Verdict: Disconfirmed


Tier	Lateral (outside progression)
What it means	Evidence actively contradicts the claimed mechanism — a specific prediction has failed or the finding is shown to be artifactual
When to assign	A prediction of the mechanism has been tested and refuted, OR the mechanism is demonstrated to be a measurement artifact
Relationship to progressive tiers	Any claim at any progressive tier can be moved to Disconfirmed when contradicting evidence emerges
Scientific value	High — disconfirmation narrows the hypothesis space and is informative

What this verdict establishes

Disconfirmed is not “failed research.” It is a positive scientific conclusion: the evidence actively contradicts the mechanistic claim. A field that never disconfirms is not doing science. The lateral position (rather than placing it below Proposed) reflects this: disconfirmation is a different kind of conclusion, not a worse one.

Disconfirmation can take three forms: prediction failure (the mechanism predicts X, the model does not-X), artifact demonstration (the finding disappears under improved methodology), or construct dissolution (the named entity is not a coherent construct separable from other processing).

Each form is informative. Prediction failure narrows the space of viable mechanisms. Artifact demonstration improves methodology for the whole field. Construct dissolution reveals that the question was ill-posed, redirecting inquiry.

Example verdict statement

Verdict: Disconfirmed — [implementational-topographic] Claim: The IOI circuit is sufficient for indirect object identification under distribution-respecting ablation.
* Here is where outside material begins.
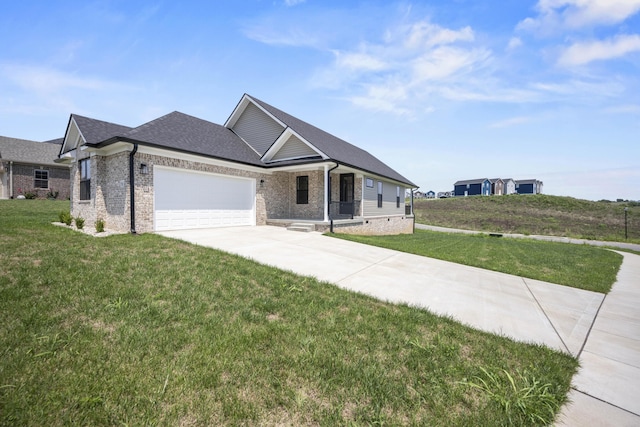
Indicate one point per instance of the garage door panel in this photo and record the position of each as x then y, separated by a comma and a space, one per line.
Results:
186, 199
Disconfirming evidence: Miller et al. (2024) demonstrated that sufficiency ( $R = 0.87$ under mean ablation) drops to $R < 0.50$ under resample ablation. The original sufficiency claim is an artifact of mean ablation’s distributional assumptions. Type: Artifact demonstration — the finding is method-conditional, not mechanism-intrinsic. Remaining valid claims: Necessity of the circuit components remains established. Sufficiency under mean ablation remains a true statement (with method qualification). Scope: GPT-2 Small, IOI task, sufficiency specifically (not the full circuit claim)

Types of disconfirmation

Type	Definition	Example
Prediction failure	Mechanism predicts behavior $X$ ; model produces $\neg X$	A claimed “gender circuit” predicts male bias; model shows no gender preference on the test distribution
Artifact demonstration	Finding disappears under improved methodology	Patching result vanishes when mean ablation is replaced by resample ablation
Construct dissolution	Named entity is not separable from other processing	”The bias circuit” is indistinguishable from “the gender knowledge circuit” — the construct has no independent existence

Minimum reporting for this tier

The original claim stated precisely (what was predicted)
The disconfirming evidence (what was observed instead)
The type of disconfirmation (prediction failure, artifact, or dissolution)
What remains valid from the original work (disconfirmation is usually partial)
Whether the disconfirmation is total (mechanism is wrong) or scoped (mechanism is method-conditional or distribution-limited)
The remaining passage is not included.